Addressing the graduates directly, he said they should follow the mission of their Alma Mata, “To discover, generate, disseminate, and apply knowledge of the highest standard for the service of the community, the nation, and of all mankind, within an atmosphere of academic freedom that allows for free and critical enquiry”.
The hope was expressed by the Caricom head that the community that the graduates choose to serve is within the Caribbean. He spoke of the advances of the global economy and urged them to apply for the Caricom skills certificate to serve in any of the 12 countries that are part of the Caribbean Single Market and Economy (CSME). With some 40 such certificates already issued, he expressed the hope that by next year, potential graduates would be able to apply online for same. “This is a good example of what our community, your community is doing. Providing opportunity for skilled citizens to advance their own career and pursue their personal goals while at the same time, contributing to the development of our region”.
The newly qualified students were reminded to read constantly and voraciously, in what was described as the “book of life and the book of other people” and not just the books on the library shelves.

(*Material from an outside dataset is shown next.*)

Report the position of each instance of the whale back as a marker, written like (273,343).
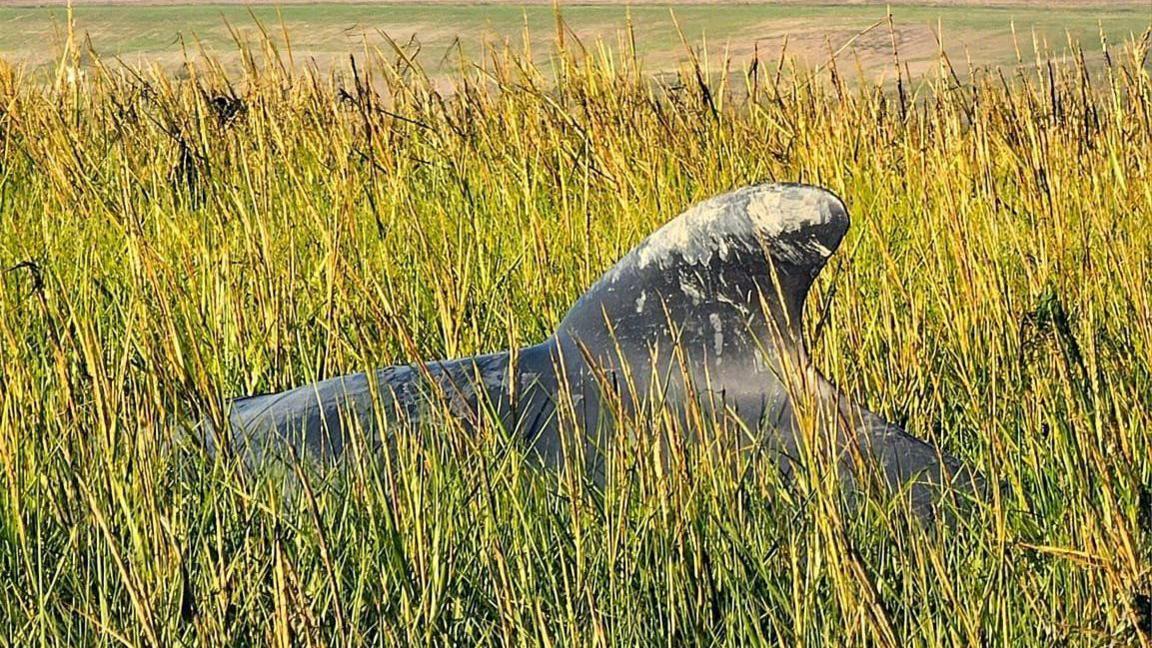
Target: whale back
(725,283)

Giving the Valedictorian address was winner of the President’s medal, Joel Joseph. After thanking his parents, better half and lecturers, he recounted some of his experiences at the University that had the crowd applauding heartily. He quoted the inventor and painter Michelangelo, who said, “The greater danger for most of us lies not in setting our aim too high and falling short, but setting our aim too low and achieving our mark”. Noting that Guyana loses around 80% of its UG graduates to other nations, the Linden resident said that corporate Guyana, Government and students have to work together to solve this problem. He called for what he described as various incentives and “other sweeteners” to pursue skilled persons to remain to serve and develop their country.
Graduates also need to adopt a more patriotic and nationalistic approach to serving their country. He added that it is direction of duty for all stakeholders not to accept collective responsibility for Guyana’s developmental trajectory.
This year marked the University of Guyana’s 48th Convocation ceremony.